Researchers from universities in China and Singapore, along with ByteDance, have created PhotoDoodle, an impressive new AI system for image editing. The model can learn different artistic styles from just a few sample images and then accurately implement specific editing instructions.
PhotoDoodle builds on the Flux.1 image generation model developed by German startup Black Forest Labs, leveraging its diffusion transformer architecture and pre-trained parameters.
Building on Flux.1's foundation
The researchers first developed OmniEditor, a version of Flux.1 modified for image processing using LoRA (Low-Rank Adaptation). This technique doesn't change all the network's weights directly but adds small, specialized matrices instead. These matrices can be trained without drastically altering the original model, enabling everything from small concept changes to complete style transformations. The latter requires larger versions of these typically small networks, as in OmniEditor's case.
The team likely sourced the necessary SeedEdit dataset from experiments with ByteDance's image editing model of the same name, which was introduced last year. The paper doesn't provide specific details about the dataset's origin.

The researchers then trained OmniEditor to replicate individual artists' styles using a LoRA variant called EditLoRA. By studying selected pairs of images, EditLoRA learns the nuances of each artistic style. According to the paper, the training data was created in collaboration with the artists themselves.
This approach solves a critical problem: harmoniously inserting decorative elements into images while maintaining the right perspective, context, and desired style. The researchers note that previous methods, which either changed an entire image's style or only edited small areas, couldn't adequately address this challenge.
How position encoding cloning keeps everything in place
A key component of PhotoDoodle is "position encoding cloning." In simple terms, the AI remembers the exact position of every pixel in the original image.

When adding new elements, PhotoDoodle uses this stored position information to place them precisely and blend them seamlessly into the image.

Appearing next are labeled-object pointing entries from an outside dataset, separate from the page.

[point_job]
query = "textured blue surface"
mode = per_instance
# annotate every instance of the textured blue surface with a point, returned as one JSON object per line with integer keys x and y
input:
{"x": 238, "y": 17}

This technique requires no additional parameter training, making the process more efficient.
The system also requires "noise-free" input data - meaning the original image must be high quality to prevent unintentional background alterations during processing.
Setting a new standard for image editing
The team conducted extensive testing to demonstrate PhotoDoodle's capabilities. The system accurately implemented prompts like "Make the cat a little whiter" and "Add a pink monster climbing on the building."
When compared to existing methods, PhotoDoodle achieved superior results across various benchmarks measuring aspects like the similarity between images and text descriptions. It significantly outperformed comparison models in both targeted edits and global image changes.

Looking toward single-image training
The research team acknowledges that PhotoDoodle currently requires dozens of image pairs and thousands of training steps. Their next goal is to develop a system that can learn styles from just a single pair of images.
To support further research in this area, the scientists have published a dataset containing six different artistic styles and more than 300 image pairs. The code is available on GitHub.